The proposed Great Lakes-St. Lawrence River compact among the eight Great Lakes states and two Canadian provinces, designed to prevent diversions and require prudent water use, has only a 50-50 chance of passing, Annin said. A handful of legislators in Wisconsin and Ohio have blocked it in their states.
Annin, who wrote "Great Lakes Water Wars" in 2006, will speak today at a symposium on the politics and future of water in the region at Wayne State University. Registration for the speech is closed.
Most studies suggest the levels of the lakes could drop as much as 5 feet later this century with global warming, he said.
Tension over water is already high in the lakes states, and Michigan is partly to blame, he said.
"Michigan has the image of being a water cowboy," he said. The state agreed to limit new large-scale water uses in 1985 but didn't do so until two years ago. Former Gov. John Engler also vetoed a request by Lowell, Ind., a town 5 miles outside the basin, to use Lake Michigan water in the early 1990s. At the same time, he allowed farmers in the Thumb to divert even more water from Lake Huron for irrigation, a move no other governor could veto since it was inside the basin. Michigan ranks last in the region in conserving and respecting water use, Annin said.
"Michigan arguably has the most to gain from the compact because it's fully in the basin, yet its hypocrisy over past Great Lakes water use and regulation, combined with its veto, is bogging down the compact in other states like Wisconsin," he said.
Other states still resent Michigan and fear its veto. It's the only state that will never need to ask permission for a diversion for its communities, since they're all inside the basin.
Tapping water from the lakes for uses inside the basin is more acceptable because much of the water that's used ultimately is returned to the lakes.
Michigan and three other states - Wisconsin, Ohio and Pennsylvania - have yet to pass the Great Lakes compact, although Michigan and Pennsylvania are expected to approve it eventually.
The compact was negotiated by the eight regional governors in 2005, and all eight legislatures must pass it, as must Congress, for it to become law. New York, Indiana, Minnesota and Illinois have passed it. It would provide stronger, more constitutional prohibitions on diversion to states outside the Great Lakes watershed than exist now.
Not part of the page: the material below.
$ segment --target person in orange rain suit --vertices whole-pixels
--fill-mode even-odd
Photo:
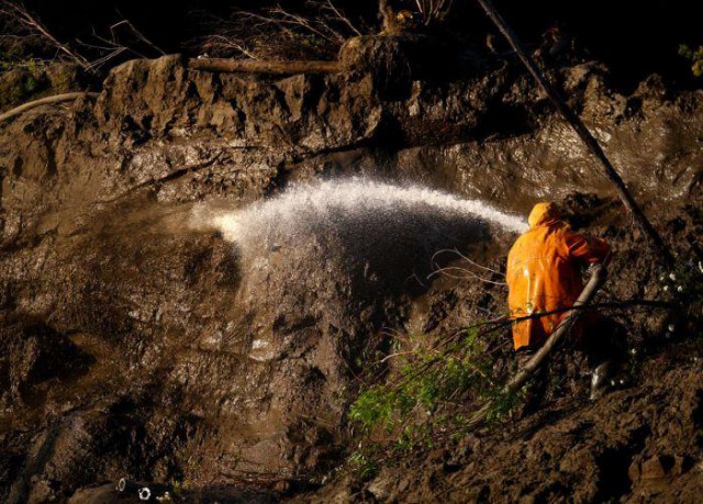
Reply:
[[[572,232],[554,203],[537,203],[528,224],[529,229],[507,255],[507,304],[514,318],[573,306],[584,287],[581,268],[604,262],[611,249],[600,238]],[[566,312],[555,313],[513,324],[513,343],[521,363],[545,343],[565,316]],[[571,328],[572,340],[590,346],[589,341],[581,341],[589,323],[593,323],[592,316],[579,318]],[[596,337],[588,335],[584,339]]]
The lakes, which hold 18% of the fresh surface water on the planet, could become the targets of the water-hungry in the future.
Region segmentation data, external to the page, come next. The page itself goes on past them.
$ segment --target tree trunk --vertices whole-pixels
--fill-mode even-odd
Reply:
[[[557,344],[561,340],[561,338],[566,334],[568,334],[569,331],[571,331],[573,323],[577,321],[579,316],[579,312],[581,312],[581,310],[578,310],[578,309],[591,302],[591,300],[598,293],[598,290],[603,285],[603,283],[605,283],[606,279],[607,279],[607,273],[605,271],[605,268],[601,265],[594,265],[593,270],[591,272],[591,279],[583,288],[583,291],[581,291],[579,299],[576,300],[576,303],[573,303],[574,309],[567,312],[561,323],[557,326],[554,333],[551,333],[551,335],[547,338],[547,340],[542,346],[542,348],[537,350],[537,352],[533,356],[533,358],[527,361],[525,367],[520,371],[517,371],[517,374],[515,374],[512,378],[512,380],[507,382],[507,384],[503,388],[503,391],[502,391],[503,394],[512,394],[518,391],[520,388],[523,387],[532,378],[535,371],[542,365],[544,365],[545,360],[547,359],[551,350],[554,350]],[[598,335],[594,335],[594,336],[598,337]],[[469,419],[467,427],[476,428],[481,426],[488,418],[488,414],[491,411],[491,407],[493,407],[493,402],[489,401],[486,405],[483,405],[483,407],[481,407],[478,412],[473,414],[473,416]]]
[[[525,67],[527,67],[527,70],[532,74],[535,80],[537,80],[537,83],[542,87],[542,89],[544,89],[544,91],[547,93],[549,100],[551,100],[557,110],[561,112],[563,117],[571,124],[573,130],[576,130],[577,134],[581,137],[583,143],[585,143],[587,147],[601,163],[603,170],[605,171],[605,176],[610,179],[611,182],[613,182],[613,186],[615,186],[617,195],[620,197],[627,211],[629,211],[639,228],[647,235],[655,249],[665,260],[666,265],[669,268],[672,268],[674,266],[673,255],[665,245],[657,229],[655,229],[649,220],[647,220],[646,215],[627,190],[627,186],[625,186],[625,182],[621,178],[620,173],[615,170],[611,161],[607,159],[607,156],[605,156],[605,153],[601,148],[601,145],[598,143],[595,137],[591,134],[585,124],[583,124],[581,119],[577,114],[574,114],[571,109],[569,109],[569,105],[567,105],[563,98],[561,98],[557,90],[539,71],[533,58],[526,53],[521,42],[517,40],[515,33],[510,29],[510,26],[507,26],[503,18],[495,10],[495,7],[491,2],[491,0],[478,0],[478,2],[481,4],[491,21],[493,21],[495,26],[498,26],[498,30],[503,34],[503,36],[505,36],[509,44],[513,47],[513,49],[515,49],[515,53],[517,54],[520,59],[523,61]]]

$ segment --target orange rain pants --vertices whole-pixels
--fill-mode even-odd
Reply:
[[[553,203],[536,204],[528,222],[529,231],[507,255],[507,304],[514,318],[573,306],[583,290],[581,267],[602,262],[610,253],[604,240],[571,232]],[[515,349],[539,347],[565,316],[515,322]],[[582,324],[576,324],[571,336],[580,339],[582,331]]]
On Monday, Ohio's lieutenant governor suggested that Great Lakes states might need to sell water in the coming decades. He backtracked Tuesday, saying he and the governor both oppose any diversion outside the basin.
Last fall, presidential candidate Bill Richardson, governor of dry New Mexico, raised regional hackles by saying states like Wisconsin were "awash in water" and a federal water policy was needed. He later reneged.
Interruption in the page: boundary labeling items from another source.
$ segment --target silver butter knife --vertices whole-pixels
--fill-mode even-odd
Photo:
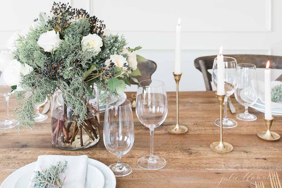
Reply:
[[[229,109],[230,109],[230,111],[231,111],[231,113],[234,114],[236,112],[236,110],[235,109],[235,108],[233,105],[233,104],[232,104],[232,102],[231,102],[230,97],[228,98],[227,101],[228,102],[228,104],[229,105]]]
[[[47,103],[45,105],[45,106],[44,107],[44,108],[43,109],[43,110],[42,110],[42,112],[41,112],[41,113],[42,114],[45,114],[47,113],[50,109],[50,105],[51,103],[50,102],[50,101],[48,100],[48,102],[47,102]]]

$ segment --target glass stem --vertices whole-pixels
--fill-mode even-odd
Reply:
[[[120,161],[120,158],[121,158],[121,156],[118,156],[118,162],[116,163],[116,167],[120,169],[122,168],[122,163]]]
[[[9,95],[5,97],[5,100],[6,101],[6,117],[5,121],[9,121]]]
[[[156,159],[154,157],[154,129],[150,129],[150,136],[151,137],[151,150],[150,151],[150,157],[149,162],[153,163],[156,162]]]
[[[225,96],[224,98],[224,119],[226,119],[227,118],[227,99],[228,99],[228,96]]]
[[[245,112],[244,112],[244,114],[245,115],[249,114],[249,112],[248,111],[248,107],[245,107]]]

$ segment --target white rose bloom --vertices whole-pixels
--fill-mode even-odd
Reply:
[[[101,37],[96,34],[89,34],[82,37],[81,40],[81,46],[82,52],[86,49],[94,51],[97,55],[101,51],[101,47],[103,45],[103,42]]]
[[[135,51],[130,52],[128,55],[128,64],[129,66],[132,68],[133,70],[137,68],[137,58],[136,57],[136,53]]]
[[[56,34],[56,31],[52,30],[41,34],[37,41],[37,44],[45,52],[51,52],[56,51],[62,41],[63,40],[60,39],[59,32]]]
[[[15,56],[14,54],[6,51],[0,52],[0,71],[3,72],[4,69],[8,66],[9,63]]]
[[[103,30],[103,31],[104,32],[103,33],[103,36],[109,36],[111,34],[111,31],[109,29],[106,28],[105,29]]]
[[[111,60],[112,63],[114,63],[116,66],[120,68],[123,68],[124,70],[127,69],[127,67],[124,67],[124,65],[128,65],[128,63],[126,61],[126,58],[122,56],[117,54],[111,55],[110,59],[107,59],[105,62],[107,67],[110,65]],[[125,65],[124,63],[125,64]]]
[[[16,41],[19,38],[19,35],[20,34],[19,32],[16,31],[6,41],[6,45],[8,50],[13,51],[17,48],[16,46],[17,43]]]
[[[21,72],[24,68],[24,67],[17,59],[12,60],[4,70],[4,81],[10,86],[19,85],[21,81]]]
While the compact bans new diversions of Great Lakes water beyond the basin, there are exceptions for communities in counties that straddle the basin, but any governor can veto such a diversion.
Annin said towns like Waukesha, Wis., in a county straddling the watershed, are worried that Michigan will veto diversions they want from Lake Michigan. Several key Wisconsin legislators, including one from Waukesha, oppose the compact because they fear it would strangle development. So far, they have convinced lawmakers to block passage of the compact.
In Ohio, a key senator has so far blocked the legislation over fears the compact takes away property owners' rights to use groundwater.
Noah Hall, a Wayne State law professor who helped negotiate the compact, said many of those legislators who oppose the compact are wrong about its effects, and citizens strongly support the compact. He's slightly more optimistic than Annin about the pact's future.
"I'd say it's better than 50-50," he said. He said Michigan has made new efforts to regulate water withdrawals in the last two years and no longer ranks at the bottom of Great Lakes states.